The sequence numbers of the packets, in the correct order, would appear as follows, where "n" is the first packet's sequence number:

n, n+1, n+2, ..., 254, 255, 0, 1, 2, ..., 254, 255, 0, 1, 2, ..., 254, 255, 0, 1, ...

Each packet is given a timestamp when it arrives at its destination, and they all arrive approximately in order. (I don't have an exact figure, but given a list of packets sorted by arrival timestamp, it is safe to say that a packet will never be more than five spots away from its position in the list indicated by its sequence number.)

I feel that I cannot have been the first person to deal with a problem like this, given the prevalence of telecommunications and its historical importance to the development of computer science. My question, then:

  1. Is there a well-known algorithm to reorder an approximately-ordered sequence, such as the one described above, given a cyclically-changing key?

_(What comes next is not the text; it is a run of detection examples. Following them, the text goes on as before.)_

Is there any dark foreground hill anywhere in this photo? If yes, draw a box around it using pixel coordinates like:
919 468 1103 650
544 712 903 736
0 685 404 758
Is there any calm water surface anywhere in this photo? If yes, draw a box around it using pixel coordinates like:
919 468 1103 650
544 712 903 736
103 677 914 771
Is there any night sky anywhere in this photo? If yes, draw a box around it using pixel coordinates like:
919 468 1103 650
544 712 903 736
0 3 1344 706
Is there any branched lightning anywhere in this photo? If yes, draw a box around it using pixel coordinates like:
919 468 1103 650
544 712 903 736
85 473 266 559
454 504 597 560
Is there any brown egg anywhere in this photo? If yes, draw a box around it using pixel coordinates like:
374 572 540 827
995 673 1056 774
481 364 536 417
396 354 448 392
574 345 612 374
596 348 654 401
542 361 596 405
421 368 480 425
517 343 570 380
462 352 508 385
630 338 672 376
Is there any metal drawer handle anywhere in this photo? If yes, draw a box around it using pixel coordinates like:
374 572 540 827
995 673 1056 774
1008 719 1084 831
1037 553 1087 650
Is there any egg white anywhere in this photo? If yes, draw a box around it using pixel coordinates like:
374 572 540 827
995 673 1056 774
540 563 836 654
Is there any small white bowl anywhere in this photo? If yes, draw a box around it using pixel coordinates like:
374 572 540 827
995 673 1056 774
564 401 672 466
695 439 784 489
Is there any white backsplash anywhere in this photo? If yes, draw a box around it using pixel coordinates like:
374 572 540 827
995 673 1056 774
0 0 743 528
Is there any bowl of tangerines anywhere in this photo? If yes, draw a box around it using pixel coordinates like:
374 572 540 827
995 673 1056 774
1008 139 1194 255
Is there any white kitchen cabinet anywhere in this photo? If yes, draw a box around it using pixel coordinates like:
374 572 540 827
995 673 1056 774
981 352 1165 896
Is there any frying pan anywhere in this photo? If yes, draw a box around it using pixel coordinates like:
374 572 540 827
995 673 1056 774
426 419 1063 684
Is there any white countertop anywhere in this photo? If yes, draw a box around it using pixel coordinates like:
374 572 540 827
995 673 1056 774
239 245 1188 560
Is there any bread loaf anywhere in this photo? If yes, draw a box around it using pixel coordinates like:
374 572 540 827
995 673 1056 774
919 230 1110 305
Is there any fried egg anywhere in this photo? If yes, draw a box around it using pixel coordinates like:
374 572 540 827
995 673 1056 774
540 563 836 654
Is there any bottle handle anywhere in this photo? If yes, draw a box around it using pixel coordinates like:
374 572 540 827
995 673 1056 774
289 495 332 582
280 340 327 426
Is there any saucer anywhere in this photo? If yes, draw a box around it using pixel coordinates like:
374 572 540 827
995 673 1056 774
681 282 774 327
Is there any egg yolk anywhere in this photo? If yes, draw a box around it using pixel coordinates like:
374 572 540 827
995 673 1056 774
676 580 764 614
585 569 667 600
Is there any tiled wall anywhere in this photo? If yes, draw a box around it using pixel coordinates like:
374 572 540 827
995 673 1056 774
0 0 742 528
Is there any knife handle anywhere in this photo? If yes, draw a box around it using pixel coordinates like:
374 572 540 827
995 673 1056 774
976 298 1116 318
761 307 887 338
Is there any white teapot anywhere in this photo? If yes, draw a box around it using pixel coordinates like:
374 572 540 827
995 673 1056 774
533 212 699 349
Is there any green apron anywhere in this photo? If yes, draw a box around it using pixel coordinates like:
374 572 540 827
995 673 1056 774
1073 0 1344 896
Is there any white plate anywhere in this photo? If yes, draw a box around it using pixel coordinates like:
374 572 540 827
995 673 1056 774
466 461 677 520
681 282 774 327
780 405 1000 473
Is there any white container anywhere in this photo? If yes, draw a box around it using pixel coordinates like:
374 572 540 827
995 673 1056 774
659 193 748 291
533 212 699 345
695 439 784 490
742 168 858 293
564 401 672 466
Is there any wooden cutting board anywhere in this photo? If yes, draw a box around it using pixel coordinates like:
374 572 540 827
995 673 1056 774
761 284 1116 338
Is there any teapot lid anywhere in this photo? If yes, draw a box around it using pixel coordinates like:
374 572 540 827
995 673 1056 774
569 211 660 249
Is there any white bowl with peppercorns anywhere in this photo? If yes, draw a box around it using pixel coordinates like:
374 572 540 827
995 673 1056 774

  2. Is there a variation of this algorithm that is tolerant of large chunks of missing items? Let us assume that these chunks can be of any length. I am specifically worried about chunks of 256 or more missing items.

I have a few ideas for algorithms for the first, but not for the second. Before I invest the man-hours to verify that my algorithms are correct, however, I wanted to make sure that somebody at Bell Labs (or anywhere else) hadn't already done this better thirty years ago.

1

I don't know if this solution is actually used anywhere, but here is what I would try (assuming no missing packets, a maximum "shuffeling" of five positions, and a maximum sequence number of 255):

n = 0;
max_heap h = empty;
while( true ) do
  while( h.top().index != 0 ) do
    p = next_packet;
    i = n - p.seq;
    if( i > 0 ) i = i - 255;
    h.add( i, p );
  done

  p = h.pop();
  n = n + 1;
  p.increase_indexes( 1 );
  // Do something with it
done

Basically in the priority queue we store how many packets there are between the last handled packet and the packets still waiting to be handled. The queue will stay very small, because packets are handled as soon as they can, when they come in. Also increasing the keys will be very simple, since no reordering of the heap is necessary.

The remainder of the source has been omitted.